Component Layers
Each layer contains components that can be adopted independently or combined with others. Components within a layer often complement each other but do not require the full layer to function.
Infrastructure Layer
Dynamic Resource Allocation (DRA) enables flexible GPU sharing in Kubernetes clusters. DRA ComputeDomains are a construct for managing distributed shared memory (IMEX). Together with advanced topology-aware schedulers, DRA powers predictable multi-node disaggregated model inference at production (rack) scale.
Optimization Layer
Components that prepare and optimize models for maximum inference performance. Use any combination based on your model types and requirements.
Deployment Layer
Cloud-native orchestration and infrastructure management. Start with GPU Operator for basic GPU management, then add components as scaling requirements grow.
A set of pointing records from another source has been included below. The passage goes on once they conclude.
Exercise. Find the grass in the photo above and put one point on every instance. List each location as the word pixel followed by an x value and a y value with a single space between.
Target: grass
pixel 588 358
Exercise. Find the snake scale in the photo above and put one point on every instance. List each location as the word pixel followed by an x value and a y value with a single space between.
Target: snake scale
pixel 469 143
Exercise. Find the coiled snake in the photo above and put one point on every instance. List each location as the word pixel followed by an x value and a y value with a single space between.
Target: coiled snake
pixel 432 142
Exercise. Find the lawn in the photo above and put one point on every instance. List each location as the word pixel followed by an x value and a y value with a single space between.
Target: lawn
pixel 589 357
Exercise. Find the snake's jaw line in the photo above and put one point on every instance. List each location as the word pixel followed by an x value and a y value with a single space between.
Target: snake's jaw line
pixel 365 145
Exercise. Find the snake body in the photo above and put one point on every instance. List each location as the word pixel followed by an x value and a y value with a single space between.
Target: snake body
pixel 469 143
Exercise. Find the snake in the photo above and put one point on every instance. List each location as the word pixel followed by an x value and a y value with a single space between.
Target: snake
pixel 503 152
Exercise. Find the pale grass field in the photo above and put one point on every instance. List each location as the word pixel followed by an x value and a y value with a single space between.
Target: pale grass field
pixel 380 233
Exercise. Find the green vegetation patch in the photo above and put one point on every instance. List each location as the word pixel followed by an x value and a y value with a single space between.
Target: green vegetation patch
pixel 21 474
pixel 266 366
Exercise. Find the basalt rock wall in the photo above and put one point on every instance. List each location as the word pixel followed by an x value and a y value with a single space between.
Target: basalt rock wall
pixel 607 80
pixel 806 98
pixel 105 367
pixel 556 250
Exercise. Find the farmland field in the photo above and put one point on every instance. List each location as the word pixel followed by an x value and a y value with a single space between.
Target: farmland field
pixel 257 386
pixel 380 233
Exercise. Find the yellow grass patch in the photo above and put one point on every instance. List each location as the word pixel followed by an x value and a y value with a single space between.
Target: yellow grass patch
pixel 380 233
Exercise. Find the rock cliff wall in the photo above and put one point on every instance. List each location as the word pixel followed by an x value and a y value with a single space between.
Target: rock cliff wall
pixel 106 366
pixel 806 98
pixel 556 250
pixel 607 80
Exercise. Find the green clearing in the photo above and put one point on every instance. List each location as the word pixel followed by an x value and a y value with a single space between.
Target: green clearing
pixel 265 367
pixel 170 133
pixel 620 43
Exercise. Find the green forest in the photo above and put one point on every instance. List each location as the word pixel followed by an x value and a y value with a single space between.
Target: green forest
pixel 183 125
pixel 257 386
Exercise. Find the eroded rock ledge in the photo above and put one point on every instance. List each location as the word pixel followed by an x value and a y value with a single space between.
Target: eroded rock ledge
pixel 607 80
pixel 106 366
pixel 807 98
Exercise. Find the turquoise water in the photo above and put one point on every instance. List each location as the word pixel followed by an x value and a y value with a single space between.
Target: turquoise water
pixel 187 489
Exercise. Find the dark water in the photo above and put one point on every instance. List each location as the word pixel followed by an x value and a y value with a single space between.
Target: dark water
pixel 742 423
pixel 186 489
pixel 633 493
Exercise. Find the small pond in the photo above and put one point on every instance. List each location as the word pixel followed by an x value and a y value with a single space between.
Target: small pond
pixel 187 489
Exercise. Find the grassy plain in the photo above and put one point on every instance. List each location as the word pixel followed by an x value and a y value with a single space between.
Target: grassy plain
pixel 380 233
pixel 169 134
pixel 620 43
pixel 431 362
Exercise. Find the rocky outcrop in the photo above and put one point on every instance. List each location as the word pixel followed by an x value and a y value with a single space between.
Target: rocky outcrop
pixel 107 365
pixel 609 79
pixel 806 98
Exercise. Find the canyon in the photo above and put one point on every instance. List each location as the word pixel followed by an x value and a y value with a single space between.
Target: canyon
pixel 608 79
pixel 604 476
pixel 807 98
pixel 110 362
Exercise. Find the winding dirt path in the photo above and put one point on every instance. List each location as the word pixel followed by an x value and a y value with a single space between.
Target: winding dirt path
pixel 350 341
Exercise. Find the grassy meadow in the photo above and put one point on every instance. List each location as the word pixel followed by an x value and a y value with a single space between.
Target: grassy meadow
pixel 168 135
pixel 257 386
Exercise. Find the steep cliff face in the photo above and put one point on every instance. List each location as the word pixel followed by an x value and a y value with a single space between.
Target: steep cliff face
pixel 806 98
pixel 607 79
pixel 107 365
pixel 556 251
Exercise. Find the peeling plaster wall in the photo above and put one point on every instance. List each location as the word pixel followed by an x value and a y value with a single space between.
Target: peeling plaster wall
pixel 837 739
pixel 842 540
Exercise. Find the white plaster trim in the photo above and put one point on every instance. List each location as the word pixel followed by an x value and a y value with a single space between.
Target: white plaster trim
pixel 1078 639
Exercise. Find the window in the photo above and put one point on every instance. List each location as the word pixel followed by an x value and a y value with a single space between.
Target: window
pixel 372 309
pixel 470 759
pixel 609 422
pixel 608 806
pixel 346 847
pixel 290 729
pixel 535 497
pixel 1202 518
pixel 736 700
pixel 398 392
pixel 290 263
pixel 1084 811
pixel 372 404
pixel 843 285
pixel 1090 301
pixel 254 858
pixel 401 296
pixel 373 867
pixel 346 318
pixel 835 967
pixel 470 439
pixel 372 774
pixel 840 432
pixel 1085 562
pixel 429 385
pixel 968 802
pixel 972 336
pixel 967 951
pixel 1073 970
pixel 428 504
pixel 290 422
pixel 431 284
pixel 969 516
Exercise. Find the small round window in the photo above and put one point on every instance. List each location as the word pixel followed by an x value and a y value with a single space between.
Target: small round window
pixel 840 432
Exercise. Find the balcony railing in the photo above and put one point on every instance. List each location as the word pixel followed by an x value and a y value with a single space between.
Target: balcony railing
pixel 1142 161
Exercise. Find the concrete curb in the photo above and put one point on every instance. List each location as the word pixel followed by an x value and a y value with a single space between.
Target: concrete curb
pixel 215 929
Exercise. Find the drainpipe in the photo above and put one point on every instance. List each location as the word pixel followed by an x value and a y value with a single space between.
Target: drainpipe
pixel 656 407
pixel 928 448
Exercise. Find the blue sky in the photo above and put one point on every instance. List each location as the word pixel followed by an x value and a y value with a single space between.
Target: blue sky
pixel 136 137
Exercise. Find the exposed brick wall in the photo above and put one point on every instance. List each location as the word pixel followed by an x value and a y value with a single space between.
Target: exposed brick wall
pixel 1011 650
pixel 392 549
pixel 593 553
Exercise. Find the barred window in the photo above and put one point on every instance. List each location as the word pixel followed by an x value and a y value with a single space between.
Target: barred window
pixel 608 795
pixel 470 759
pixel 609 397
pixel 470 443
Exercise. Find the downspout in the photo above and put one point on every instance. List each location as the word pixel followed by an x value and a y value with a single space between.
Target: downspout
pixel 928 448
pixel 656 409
When deploying Dynamo with NVIDIA’s Helm charts, you can optionally install Grove and KAI Scheduler in the same chart.
Inference Serving Layer
The runtime engines that handle inference requests. Choose Triton for traditional ML workloads, Dynamo for GenAI, or both for mixed environments.
Memory and Caching Layer
High-performance memory management and data transfer components. These unlock advanced capabilities like disaggregated serving and fast model loading when needed.
Performance Tooling
Tools for benchmarking and configuration. Use these independently or together to optimize your deployment.